Como criar rotinas que permitam a integração eficiente de tecnologia a favor das pessoas?

David: Somos uma empresa de tecnologia, que criou uma inteligência artificial e que respira revoluções diárias. Por isso nosso foco acaba sendo “tirar” tanta tecnologia da frente e ouvir as pessoas, para humanizar muitos processos.

Tanto com a equipe, quanto com nossos clientes, fomos obrigados a dar 100 passos para trás para resgatar as relações para melhorar a performance.

O trabalho remoto é sensacional, mas interagir com a equipe é muito mais legal. Ter um processo de venda automatizado é genial, mas a conversão e retenção quando tem um humano participando é bem mais rica (em nosso caso, claro!).

Como desmistificar a tecnologia e transforma-la em algo acessível?

Em nosso caso, nosso público não tem maturidade digital. Ai vem a pergunta: Como vender um produto digital para um empreendedor que não faz ideia do que é o universo digital? Uma coisa é ser usuário de facebook e instagram, outra é usar para fins de relacionamento comercial e geração de negócios, sendo que as redes sociais hoje é o novo corredor de shopping. É preciso participar desse contexto.

E resolver esse desafio é justamente equilibrar a tecnologia com atendimento humanizado e próximo. Aqui trago alguns pontos relevantes para nosso universo, que talvez possa fazer sentido para o seu.

• Use a tecnologia para acelerar produtividade e sobrar tempo para criatividade.

• Estimule o pensamento crítico da equipe. Mas não esqueça, talvez seu time não saiba o que isso significa.

• Faça um exercício colocando pessoas com formações, idades, experiências diferentes, explorando como a inteligência artificial pode revolucionar a operação. Simples assim: Peça para todo seu time acessar alguma inteligência artificial e perguntar como seu negócio pode melhorar de performance. É interessante ver como cada pessoa pergunta de um jeito e, com isso, como as respostas sofrem variações. Certamente você vai ter insights poderosos lendo as perguntas e respostas.

• Relembre ferramentas de trabalho, mídias, temas, máquinas, etc, antigas. Lembre-se que isso é antigo para quem é mais velho, e uma novidade para quem é mais novo. Essa parceria com OVALE, de publicar entrevistas realizadas por uma I.A. em um jornal impresso, foi de um jovem de 18 anos, que ao ter contato com uma edição do jornal, ficou extremamente impactado pela impressão, e achou que seria disruptivo essa mistura. E realmente é.

• Use I.A. para criar uma espécie de “Novos Talentos”, ou seja, faça com o que seus colaboradores apresentem seus hobbies, por exemplo, utilizando inteligência artificial. Ou seja, se tem um músico no time, ele pode compor uma música usando I.A. e apresentar em um happy hour. Se outro se interessa por teatro, pode escrever uma peça, e assim por diante. Essa dinâmica vai ajudar a construir um ambiente amigável, sem contar que vai aproximar os colaboradores de ferramentas super tecnológicas e importantes. Certamente eles terão ainda mais ideias para otimizar processos de trabalho.
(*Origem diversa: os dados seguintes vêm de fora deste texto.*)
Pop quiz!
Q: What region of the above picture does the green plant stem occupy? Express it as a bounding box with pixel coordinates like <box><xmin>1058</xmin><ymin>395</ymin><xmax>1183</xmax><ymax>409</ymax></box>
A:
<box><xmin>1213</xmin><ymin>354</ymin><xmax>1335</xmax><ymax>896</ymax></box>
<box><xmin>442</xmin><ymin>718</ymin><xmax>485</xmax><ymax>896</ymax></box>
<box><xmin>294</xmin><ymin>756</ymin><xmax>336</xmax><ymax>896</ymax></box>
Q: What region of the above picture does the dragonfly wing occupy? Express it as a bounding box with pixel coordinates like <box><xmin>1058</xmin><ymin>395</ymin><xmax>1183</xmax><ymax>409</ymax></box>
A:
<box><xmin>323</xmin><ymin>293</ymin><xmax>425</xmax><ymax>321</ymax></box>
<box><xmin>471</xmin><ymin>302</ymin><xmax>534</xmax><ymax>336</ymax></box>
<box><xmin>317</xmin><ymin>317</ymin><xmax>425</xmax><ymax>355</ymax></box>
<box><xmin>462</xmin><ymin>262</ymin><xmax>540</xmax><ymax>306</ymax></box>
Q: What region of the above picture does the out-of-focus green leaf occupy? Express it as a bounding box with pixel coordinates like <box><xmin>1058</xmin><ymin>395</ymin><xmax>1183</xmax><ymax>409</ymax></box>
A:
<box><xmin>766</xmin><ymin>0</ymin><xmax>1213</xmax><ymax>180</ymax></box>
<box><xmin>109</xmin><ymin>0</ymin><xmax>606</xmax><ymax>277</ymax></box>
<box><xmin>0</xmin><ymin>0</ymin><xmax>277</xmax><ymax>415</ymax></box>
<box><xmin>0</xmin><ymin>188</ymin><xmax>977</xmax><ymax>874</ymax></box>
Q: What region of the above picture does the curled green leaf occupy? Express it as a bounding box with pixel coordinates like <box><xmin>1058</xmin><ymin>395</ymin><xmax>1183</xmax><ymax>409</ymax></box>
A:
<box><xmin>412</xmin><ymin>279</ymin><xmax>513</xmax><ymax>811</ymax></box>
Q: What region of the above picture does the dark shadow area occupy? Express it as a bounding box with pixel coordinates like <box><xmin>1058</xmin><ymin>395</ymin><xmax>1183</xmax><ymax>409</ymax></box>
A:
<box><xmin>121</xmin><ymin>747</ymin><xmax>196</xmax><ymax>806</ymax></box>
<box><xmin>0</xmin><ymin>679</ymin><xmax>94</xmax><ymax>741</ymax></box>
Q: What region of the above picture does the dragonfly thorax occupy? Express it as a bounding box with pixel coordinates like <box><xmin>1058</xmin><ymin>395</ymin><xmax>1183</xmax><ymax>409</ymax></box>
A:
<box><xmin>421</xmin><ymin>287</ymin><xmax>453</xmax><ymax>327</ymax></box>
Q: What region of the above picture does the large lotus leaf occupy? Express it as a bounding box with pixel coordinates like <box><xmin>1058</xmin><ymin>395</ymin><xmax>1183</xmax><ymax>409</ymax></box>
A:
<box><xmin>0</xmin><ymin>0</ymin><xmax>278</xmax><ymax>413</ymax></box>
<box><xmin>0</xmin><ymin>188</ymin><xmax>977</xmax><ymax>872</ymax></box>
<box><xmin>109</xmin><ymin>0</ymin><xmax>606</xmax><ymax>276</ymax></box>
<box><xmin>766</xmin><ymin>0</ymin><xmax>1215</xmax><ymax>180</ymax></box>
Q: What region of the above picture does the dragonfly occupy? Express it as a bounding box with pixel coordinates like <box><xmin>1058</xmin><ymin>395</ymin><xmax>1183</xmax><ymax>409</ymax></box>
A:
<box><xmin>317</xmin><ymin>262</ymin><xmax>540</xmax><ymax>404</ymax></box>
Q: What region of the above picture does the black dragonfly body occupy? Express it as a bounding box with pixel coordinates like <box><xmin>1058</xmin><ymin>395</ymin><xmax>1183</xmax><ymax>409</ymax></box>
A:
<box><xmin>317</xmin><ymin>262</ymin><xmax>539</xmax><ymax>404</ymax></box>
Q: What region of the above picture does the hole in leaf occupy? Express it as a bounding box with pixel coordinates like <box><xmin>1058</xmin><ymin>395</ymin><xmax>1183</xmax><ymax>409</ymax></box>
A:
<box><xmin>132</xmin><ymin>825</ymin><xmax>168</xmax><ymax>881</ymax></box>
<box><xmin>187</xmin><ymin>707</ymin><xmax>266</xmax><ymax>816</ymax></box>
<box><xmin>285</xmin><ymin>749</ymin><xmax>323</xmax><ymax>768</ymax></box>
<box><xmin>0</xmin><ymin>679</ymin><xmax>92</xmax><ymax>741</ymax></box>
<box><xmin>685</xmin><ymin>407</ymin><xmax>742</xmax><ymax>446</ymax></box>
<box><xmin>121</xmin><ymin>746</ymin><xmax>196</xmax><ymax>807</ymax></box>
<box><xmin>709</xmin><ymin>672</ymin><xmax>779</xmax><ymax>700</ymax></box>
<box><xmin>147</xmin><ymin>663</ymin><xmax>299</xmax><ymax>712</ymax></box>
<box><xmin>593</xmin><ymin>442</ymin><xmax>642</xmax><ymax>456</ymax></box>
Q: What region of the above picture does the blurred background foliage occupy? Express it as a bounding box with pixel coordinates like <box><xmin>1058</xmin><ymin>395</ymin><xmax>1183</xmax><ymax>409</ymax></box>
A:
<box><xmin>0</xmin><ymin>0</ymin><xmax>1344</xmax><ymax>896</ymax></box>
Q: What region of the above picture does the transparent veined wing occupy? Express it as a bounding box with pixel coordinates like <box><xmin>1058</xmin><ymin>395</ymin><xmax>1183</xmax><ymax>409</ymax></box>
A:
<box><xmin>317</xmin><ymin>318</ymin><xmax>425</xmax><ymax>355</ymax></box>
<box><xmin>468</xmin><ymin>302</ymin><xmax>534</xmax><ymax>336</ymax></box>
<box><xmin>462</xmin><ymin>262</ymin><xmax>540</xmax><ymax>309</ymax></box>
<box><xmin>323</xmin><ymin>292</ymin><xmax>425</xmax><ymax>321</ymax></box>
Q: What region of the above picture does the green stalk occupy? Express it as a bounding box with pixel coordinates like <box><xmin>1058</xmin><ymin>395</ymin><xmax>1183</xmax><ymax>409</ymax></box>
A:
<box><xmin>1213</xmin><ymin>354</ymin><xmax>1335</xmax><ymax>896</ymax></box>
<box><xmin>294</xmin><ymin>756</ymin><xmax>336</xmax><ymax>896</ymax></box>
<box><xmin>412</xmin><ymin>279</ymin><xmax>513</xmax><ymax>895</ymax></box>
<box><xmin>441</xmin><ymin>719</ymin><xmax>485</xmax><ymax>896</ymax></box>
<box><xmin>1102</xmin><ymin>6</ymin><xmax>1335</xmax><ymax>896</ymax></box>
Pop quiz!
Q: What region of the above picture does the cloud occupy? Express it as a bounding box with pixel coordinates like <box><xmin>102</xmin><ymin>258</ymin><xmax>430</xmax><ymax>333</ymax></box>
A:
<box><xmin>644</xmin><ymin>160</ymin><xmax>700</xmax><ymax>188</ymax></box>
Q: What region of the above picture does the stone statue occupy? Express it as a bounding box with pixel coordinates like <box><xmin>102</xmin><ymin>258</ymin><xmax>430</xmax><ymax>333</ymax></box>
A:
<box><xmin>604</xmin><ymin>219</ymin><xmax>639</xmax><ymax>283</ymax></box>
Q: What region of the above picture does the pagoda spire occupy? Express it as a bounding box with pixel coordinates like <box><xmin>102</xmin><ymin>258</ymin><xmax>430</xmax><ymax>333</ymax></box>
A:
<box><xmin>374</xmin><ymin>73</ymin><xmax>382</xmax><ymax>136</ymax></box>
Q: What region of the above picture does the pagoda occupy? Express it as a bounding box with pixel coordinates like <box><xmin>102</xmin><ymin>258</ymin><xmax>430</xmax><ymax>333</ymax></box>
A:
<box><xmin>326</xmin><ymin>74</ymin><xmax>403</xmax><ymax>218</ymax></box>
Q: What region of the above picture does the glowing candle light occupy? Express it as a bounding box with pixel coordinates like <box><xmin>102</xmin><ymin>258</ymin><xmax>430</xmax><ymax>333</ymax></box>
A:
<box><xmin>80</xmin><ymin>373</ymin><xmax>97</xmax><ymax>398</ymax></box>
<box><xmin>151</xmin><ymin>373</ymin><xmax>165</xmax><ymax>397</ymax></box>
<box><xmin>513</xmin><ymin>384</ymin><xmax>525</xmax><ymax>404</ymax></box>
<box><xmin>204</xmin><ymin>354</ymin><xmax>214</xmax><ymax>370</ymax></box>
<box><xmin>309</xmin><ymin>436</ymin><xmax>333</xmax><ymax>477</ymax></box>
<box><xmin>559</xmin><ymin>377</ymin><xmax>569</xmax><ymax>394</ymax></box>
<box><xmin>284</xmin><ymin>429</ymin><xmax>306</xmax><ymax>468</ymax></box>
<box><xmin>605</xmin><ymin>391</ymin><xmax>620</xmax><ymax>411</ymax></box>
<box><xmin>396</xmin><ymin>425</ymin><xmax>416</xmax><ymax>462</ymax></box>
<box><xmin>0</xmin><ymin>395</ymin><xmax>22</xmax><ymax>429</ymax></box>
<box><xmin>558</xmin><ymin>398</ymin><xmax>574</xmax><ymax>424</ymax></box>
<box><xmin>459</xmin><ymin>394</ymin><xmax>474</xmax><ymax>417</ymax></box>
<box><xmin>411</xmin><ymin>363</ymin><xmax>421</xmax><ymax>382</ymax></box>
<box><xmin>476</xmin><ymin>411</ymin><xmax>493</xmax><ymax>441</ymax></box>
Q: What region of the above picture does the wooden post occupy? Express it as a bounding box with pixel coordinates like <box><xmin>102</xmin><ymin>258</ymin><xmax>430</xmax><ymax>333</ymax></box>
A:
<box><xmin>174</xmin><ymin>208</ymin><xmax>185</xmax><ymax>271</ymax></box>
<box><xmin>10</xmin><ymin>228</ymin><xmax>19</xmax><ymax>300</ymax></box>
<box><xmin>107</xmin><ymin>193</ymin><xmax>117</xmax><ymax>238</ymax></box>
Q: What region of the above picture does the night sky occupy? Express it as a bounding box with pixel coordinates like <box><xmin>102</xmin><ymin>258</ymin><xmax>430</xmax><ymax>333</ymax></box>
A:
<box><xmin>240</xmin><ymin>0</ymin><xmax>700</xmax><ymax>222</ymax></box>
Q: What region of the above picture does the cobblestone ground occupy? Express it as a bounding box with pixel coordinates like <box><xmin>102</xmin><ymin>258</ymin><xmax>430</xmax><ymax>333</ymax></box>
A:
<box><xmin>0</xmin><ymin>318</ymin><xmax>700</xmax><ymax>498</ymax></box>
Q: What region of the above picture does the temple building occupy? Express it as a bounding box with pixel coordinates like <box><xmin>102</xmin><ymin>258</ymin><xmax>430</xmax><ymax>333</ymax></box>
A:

• Por último, na visão comercial também fica mais claro que, mesmo em empresas de tecnologia, a participação humana dentro do contexto de relacionamento e vendas, é fundamental para otimização dos resultados e conversão. Nada supera ouvir, ensinar e aprender dentro das particularidades de cada negócio. E isso, muitas vezes, só acontece quando as pessoas conversam e se entendem.

É isso. Não é sobre a inteligência artificial e substituição das pessoas. É sobre aprendermos o que fazer com ela e mudar os rumos da forma de trabalhar e executar tarefas.